Both characters have their share of troubles. It takes April a lot of time to break out of her shell and accept the idea that falling in love with a biker isn't a bad thing. When she does, this story turns really sweet and remains a clean read throughout. There was certainly a contemporary Pride and Prejudice vibe between April and Bull. The town of Summerbrook becomes a character with its poignant descriptions and accurate portrayal of life in a small Southern town. It was nice to see so much emphasis on community participation in raising monies for a sick child.

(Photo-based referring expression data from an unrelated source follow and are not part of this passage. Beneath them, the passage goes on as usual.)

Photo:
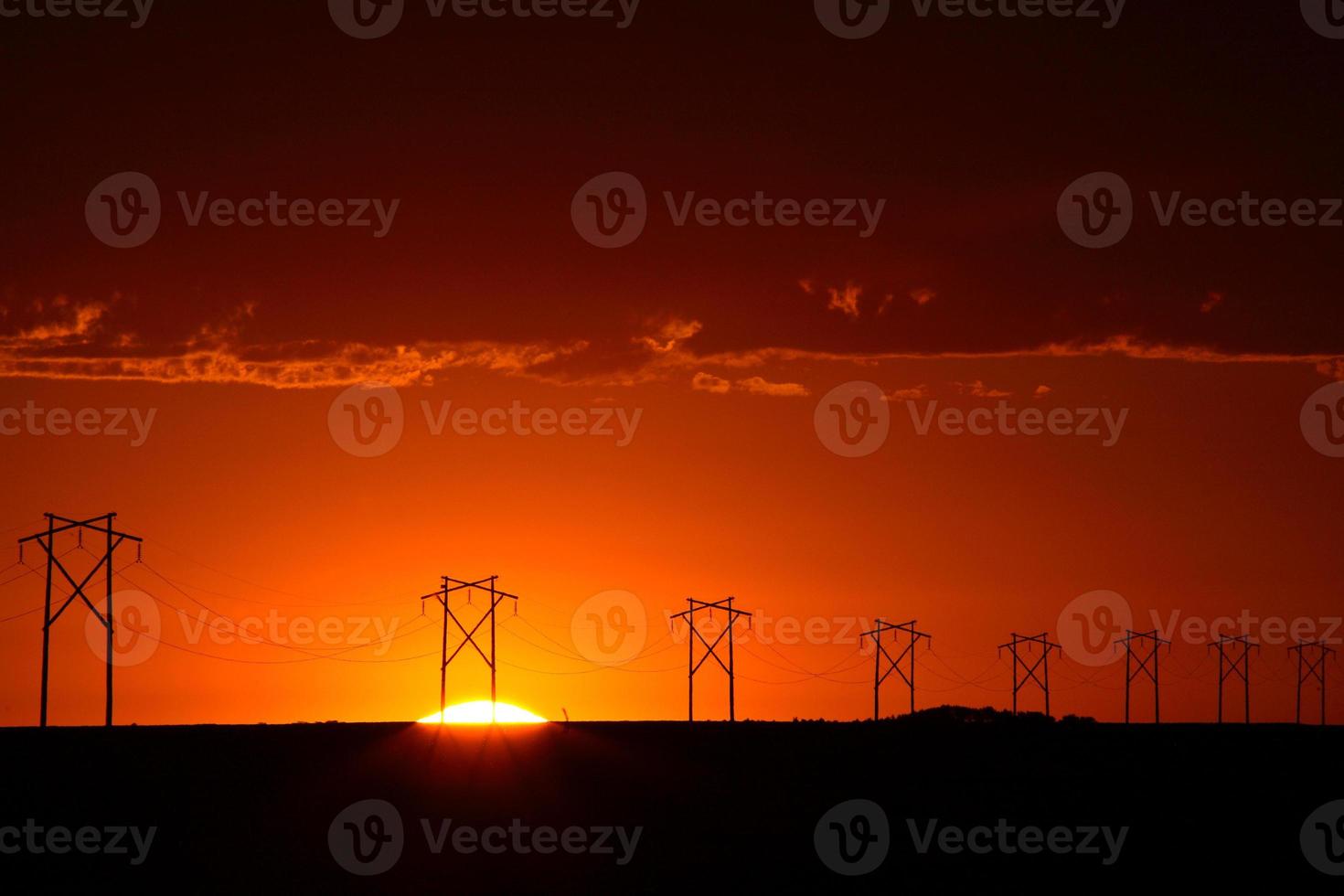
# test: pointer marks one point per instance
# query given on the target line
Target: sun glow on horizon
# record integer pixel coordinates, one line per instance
(477, 712)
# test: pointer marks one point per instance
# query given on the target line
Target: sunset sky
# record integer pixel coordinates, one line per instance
(707, 349)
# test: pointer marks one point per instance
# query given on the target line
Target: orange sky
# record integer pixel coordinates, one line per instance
(1211, 503)
(726, 341)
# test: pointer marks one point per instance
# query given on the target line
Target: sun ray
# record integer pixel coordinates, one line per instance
(477, 712)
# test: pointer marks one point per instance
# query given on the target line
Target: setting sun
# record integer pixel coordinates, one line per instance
(477, 712)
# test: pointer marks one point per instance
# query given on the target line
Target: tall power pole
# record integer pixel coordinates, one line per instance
(1041, 663)
(449, 587)
(709, 649)
(894, 666)
(1310, 667)
(1232, 661)
(46, 540)
(1151, 643)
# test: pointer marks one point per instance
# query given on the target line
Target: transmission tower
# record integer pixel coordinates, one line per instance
(1234, 663)
(894, 666)
(709, 649)
(452, 586)
(101, 524)
(1310, 667)
(1151, 641)
(1029, 670)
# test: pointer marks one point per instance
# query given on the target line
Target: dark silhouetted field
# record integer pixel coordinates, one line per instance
(248, 809)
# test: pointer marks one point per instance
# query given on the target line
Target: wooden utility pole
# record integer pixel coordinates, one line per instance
(894, 664)
(1238, 664)
(1152, 641)
(1029, 670)
(709, 649)
(46, 540)
(1310, 667)
(449, 587)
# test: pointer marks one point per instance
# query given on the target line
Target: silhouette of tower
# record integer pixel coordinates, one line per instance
(709, 649)
(46, 540)
(1041, 663)
(894, 664)
(497, 597)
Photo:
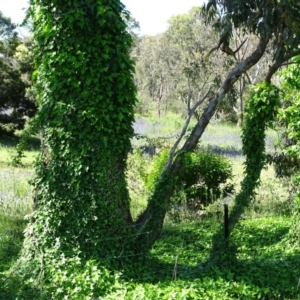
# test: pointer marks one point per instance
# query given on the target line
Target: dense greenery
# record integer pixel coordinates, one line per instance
(82, 239)
(86, 95)
(203, 179)
(15, 104)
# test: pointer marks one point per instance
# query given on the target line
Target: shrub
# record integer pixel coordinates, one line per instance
(203, 179)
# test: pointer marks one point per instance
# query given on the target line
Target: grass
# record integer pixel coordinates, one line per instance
(268, 266)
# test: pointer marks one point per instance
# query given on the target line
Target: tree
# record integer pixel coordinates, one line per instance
(155, 73)
(87, 94)
(15, 106)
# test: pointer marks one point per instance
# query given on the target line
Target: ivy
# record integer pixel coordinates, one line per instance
(86, 93)
(261, 111)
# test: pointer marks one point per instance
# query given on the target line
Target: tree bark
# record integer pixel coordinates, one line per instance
(150, 223)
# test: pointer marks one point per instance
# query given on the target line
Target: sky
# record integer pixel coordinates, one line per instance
(151, 14)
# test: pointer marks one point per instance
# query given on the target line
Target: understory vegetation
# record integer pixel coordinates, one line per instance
(268, 267)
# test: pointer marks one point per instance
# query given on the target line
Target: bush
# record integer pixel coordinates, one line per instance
(203, 179)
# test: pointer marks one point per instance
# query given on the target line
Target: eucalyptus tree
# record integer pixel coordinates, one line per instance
(155, 72)
(195, 74)
(14, 104)
(87, 95)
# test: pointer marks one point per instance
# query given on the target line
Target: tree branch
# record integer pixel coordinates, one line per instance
(184, 129)
(276, 65)
(232, 77)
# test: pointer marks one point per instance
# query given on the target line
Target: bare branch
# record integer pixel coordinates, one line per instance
(184, 129)
(276, 65)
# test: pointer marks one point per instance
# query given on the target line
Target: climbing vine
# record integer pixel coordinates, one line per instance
(86, 95)
(261, 111)
(290, 117)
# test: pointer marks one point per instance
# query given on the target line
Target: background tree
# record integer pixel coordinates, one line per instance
(15, 105)
(87, 95)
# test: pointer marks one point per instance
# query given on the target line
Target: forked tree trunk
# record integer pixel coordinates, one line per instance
(151, 221)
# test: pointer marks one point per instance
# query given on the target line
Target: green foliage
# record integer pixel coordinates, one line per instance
(15, 105)
(86, 94)
(276, 20)
(203, 178)
(291, 147)
(71, 278)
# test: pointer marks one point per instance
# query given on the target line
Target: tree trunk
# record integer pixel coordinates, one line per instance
(87, 97)
(151, 221)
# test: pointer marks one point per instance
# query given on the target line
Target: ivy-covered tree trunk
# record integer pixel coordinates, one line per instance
(87, 98)
(261, 112)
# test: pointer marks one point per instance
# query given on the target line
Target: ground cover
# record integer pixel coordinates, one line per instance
(268, 266)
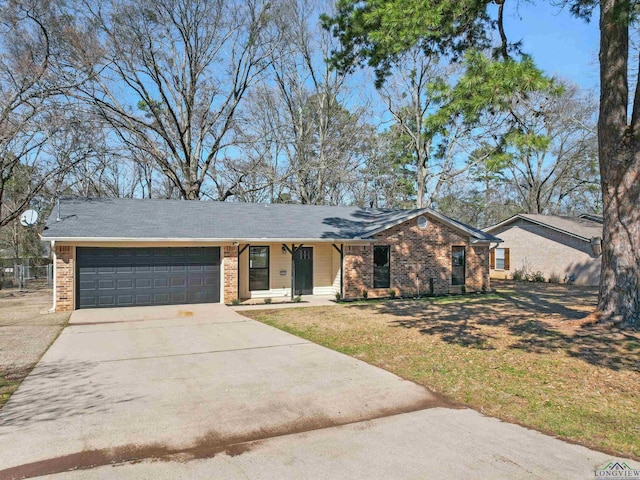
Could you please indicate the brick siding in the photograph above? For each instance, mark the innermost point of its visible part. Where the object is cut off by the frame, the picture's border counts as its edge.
(419, 258)
(64, 278)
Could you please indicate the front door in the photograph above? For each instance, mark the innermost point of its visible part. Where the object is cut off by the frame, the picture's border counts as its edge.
(304, 271)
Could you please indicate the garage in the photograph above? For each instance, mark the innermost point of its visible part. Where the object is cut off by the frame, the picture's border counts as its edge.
(127, 277)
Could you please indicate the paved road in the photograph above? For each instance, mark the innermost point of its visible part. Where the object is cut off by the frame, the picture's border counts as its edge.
(202, 392)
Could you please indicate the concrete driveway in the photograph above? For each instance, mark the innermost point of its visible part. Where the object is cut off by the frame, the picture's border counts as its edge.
(215, 395)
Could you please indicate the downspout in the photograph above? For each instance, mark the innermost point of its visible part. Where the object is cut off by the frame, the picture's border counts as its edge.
(342, 271)
(55, 273)
(293, 271)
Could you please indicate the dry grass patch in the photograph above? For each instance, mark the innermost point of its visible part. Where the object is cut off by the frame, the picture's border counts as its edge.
(525, 355)
(25, 334)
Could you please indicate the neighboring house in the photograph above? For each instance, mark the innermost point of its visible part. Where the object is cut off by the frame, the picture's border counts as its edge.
(124, 252)
(565, 247)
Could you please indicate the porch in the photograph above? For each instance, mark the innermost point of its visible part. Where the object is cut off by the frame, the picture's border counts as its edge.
(269, 270)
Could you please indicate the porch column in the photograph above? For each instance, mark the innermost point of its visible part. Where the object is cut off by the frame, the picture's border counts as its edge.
(230, 265)
(292, 251)
(341, 252)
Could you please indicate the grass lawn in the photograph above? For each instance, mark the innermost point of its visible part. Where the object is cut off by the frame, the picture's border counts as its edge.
(525, 354)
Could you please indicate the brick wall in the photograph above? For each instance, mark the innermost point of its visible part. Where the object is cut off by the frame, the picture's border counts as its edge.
(420, 258)
(64, 278)
(230, 265)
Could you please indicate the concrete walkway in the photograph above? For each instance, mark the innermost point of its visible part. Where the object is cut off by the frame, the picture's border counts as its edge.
(202, 392)
(143, 382)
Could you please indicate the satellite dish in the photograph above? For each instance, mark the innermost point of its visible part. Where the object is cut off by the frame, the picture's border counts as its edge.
(29, 218)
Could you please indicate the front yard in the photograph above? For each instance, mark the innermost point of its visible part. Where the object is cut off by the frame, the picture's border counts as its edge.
(523, 354)
(25, 334)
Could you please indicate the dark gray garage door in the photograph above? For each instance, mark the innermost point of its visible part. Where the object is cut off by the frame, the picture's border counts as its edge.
(125, 277)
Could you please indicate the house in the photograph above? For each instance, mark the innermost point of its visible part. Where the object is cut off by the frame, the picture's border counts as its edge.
(567, 248)
(126, 252)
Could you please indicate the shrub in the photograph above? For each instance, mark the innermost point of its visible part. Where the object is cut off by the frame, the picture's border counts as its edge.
(554, 278)
(519, 275)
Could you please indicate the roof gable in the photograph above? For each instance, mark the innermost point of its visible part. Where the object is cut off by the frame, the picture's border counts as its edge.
(582, 228)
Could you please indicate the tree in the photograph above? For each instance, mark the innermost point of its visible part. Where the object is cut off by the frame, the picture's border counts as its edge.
(553, 154)
(377, 31)
(171, 78)
(37, 49)
(306, 125)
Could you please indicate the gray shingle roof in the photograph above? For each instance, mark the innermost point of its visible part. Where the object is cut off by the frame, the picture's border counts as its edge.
(583, 228)
(110, 218)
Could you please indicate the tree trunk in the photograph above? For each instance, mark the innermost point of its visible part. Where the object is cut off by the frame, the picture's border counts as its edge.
(619, 151)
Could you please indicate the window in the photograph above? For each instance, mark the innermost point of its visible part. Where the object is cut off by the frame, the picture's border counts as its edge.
(499, 259)
(258, 268)
(457, 265)
(381, 270)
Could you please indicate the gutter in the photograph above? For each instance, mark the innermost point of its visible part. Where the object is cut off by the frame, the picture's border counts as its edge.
(207, 240)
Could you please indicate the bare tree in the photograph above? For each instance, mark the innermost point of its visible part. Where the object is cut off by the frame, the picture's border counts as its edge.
(37, 51)
(553, 155)
(172, 76)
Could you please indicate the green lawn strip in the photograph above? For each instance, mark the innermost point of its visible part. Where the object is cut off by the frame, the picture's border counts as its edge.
(546, 391)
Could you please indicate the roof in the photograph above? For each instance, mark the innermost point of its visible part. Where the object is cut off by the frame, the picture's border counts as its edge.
(580, 227)
(111, 219)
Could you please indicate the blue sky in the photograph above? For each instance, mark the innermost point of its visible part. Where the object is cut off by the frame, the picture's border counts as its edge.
(559, 43)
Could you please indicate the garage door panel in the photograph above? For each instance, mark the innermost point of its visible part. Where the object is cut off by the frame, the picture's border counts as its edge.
(110, 277)
(125, 283)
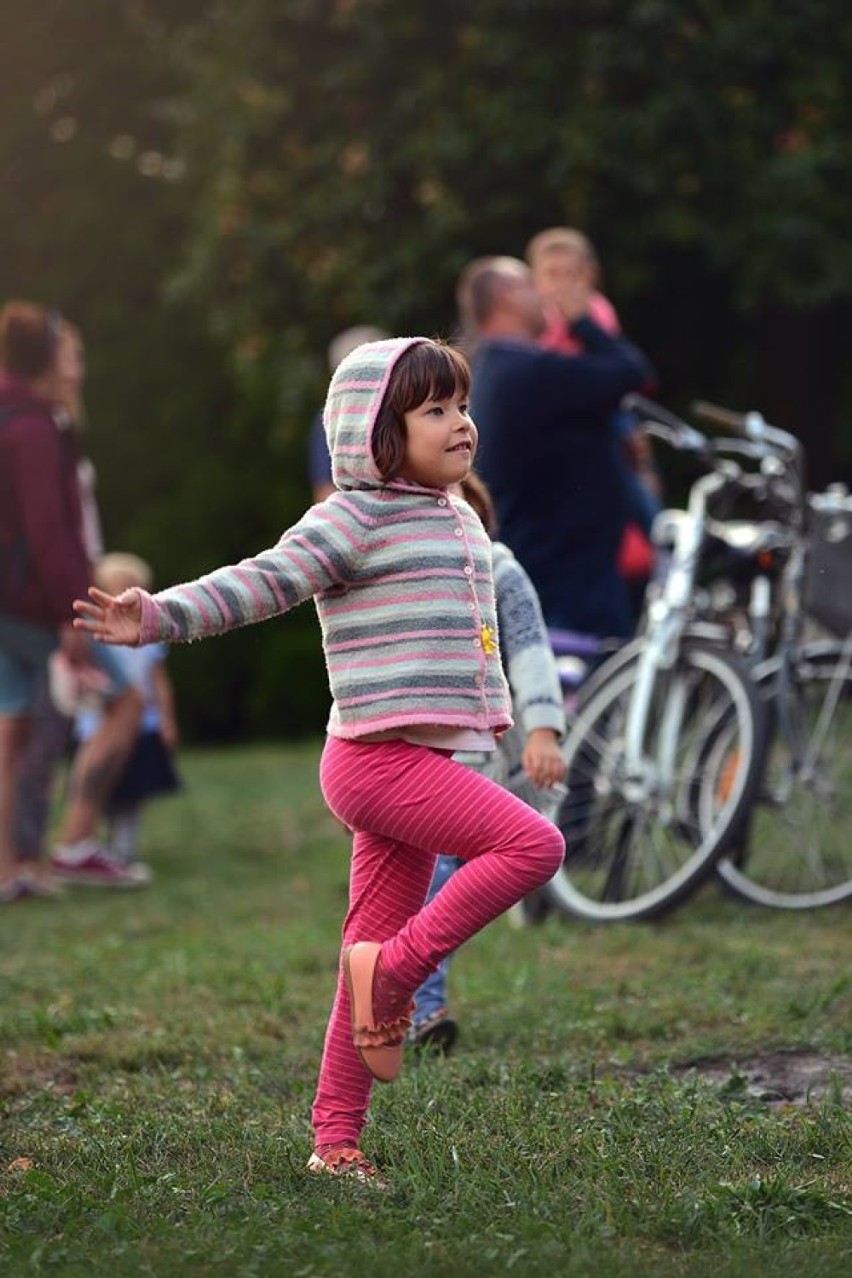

Bikers and Pearls puts the 'sweet' in sweet romance.Take this story for a test drive and fall in love with it.
Okay, here goes my comment. Without reading the story, I found this cover adorable and it made me want to read the book. After finishing the book, the guy in the picture doesn't strike me as being like Bull. I pictured someone else. And I hope that bike is a Harley.
I received a promotional eBook from the publisher for my honest review during a blog tour. Thank you Entangled Publishing.